Frage 4: Am USZ läuft aktuell eine Lungenkrebs-Screening Studie – können Sie uns zu dieser bereits etwas sagen?
Antwort Frau Prof. Schmitt-Opitz: Gemeinsam mit dem Institut für Radiologie läuft am UniversitätsSpital Zürich (USZ) seit 2018 eine Pilotstudie zum Thema Lungenkrebs-Screening (Abb.). Bis zum heutigen Tage wurden 426 Patientinnen und Patienten gescreened und 16 Tumore (3.7%) detektiert – eine beeindruckend hohe Zahl im Vergleich zu anderen Screening-Programmen.
Pilotstudie zur Lungenkrebs-Früherkennung am Universitätsspital Zürich
Frage 5: Warum steigt die Lungenkrebsrate bei Frauen?
Antwort Frau Prof. Schmitt-Opitz: Hauptsächlich genetische Faktoren sind wahrscheinlich verantwortlich: Treibermutationen wie EGFR, ALK oder ROS1 treten bei Frauen, insbesondere bei Nichtraucherinnen, deutlich häufiger auf und führen typischerweise zu Adenokarzinomen.
Frage 6: Seit Sommer 2024 ist am USZ ein hochmodernes Navigationssystem im Einsatz, das selbst kleinste Lungenknoten aufspüren kann. Können Sie uns die Chancen im Einsatz gegen Lungenkrebs erläutern?
Antwort Frau Prof.

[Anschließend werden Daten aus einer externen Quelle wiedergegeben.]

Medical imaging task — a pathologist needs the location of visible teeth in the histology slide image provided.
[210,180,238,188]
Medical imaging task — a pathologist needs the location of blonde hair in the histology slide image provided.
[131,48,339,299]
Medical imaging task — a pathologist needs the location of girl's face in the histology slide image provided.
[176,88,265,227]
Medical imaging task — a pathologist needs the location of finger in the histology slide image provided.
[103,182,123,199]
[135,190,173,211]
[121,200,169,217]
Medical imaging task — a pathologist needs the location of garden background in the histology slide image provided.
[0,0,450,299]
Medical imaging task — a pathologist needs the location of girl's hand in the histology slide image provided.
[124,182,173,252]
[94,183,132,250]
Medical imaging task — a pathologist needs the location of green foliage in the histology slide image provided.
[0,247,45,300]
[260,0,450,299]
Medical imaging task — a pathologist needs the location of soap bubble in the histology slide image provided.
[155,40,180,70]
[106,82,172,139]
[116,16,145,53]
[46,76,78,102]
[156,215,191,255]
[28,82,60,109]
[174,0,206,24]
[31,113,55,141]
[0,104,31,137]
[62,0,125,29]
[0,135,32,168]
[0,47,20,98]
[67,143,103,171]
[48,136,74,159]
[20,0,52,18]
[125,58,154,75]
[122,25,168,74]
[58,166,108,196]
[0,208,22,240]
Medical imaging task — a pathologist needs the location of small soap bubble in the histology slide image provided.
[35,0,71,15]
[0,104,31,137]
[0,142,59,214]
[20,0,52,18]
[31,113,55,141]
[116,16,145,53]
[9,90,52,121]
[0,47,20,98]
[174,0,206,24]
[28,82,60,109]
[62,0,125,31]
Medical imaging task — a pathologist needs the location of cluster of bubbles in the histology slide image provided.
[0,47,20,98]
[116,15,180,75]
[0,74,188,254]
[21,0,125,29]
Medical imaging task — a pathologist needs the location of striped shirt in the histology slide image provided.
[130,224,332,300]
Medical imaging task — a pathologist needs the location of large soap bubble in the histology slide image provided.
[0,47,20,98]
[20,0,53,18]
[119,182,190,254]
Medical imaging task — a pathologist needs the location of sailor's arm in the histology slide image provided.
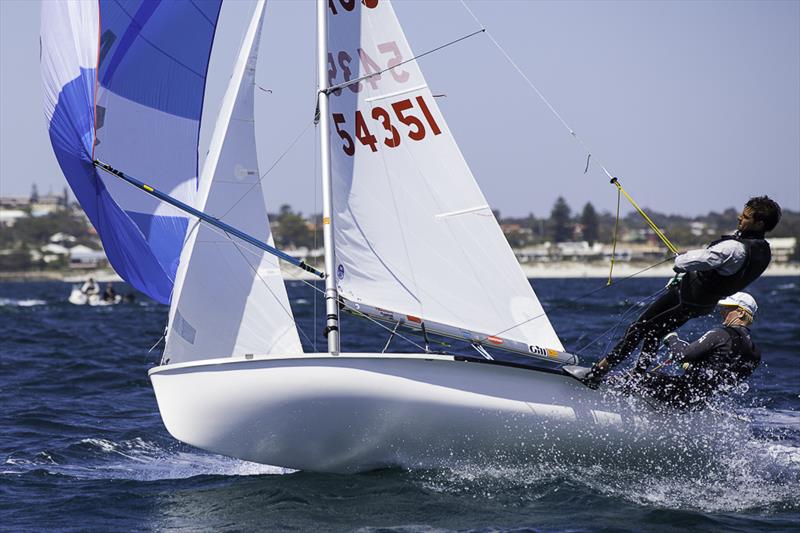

Schmitt-Opitz: Am USZ waren wir die erste Klinik in Europa, bei der das robotisch assistierte Navigations-Bronchoskop zusammen mit der Verwendung eines Cone‑Beam CTs zum Einsatz kam. Für eine Diagnosebestimmung können hierdurch hochpräzise selbst kleinste Knoten in der Lungenperipherie erreicht und punktiert werden. Die diagnostische Treffsicherheit liegt hier sehr hoch auch bei diesen kleinen Knoten. Durch den Einsatz dieser Technik konnten wir die Diagnose des Lungenkrebs-Frühstadiums I bei uns um 291% steigern (Juli–Dezember 2024). In der Thoraxchirurgie kommt ein ganz besonderes Verfahren zum Einsatz, wo wir in einer Vollnarkose die Diagnose und direkte Therapie in Form einer operativen Entfernung des Tumors im sogenannten «One stop shop»-Verfahren durchführen.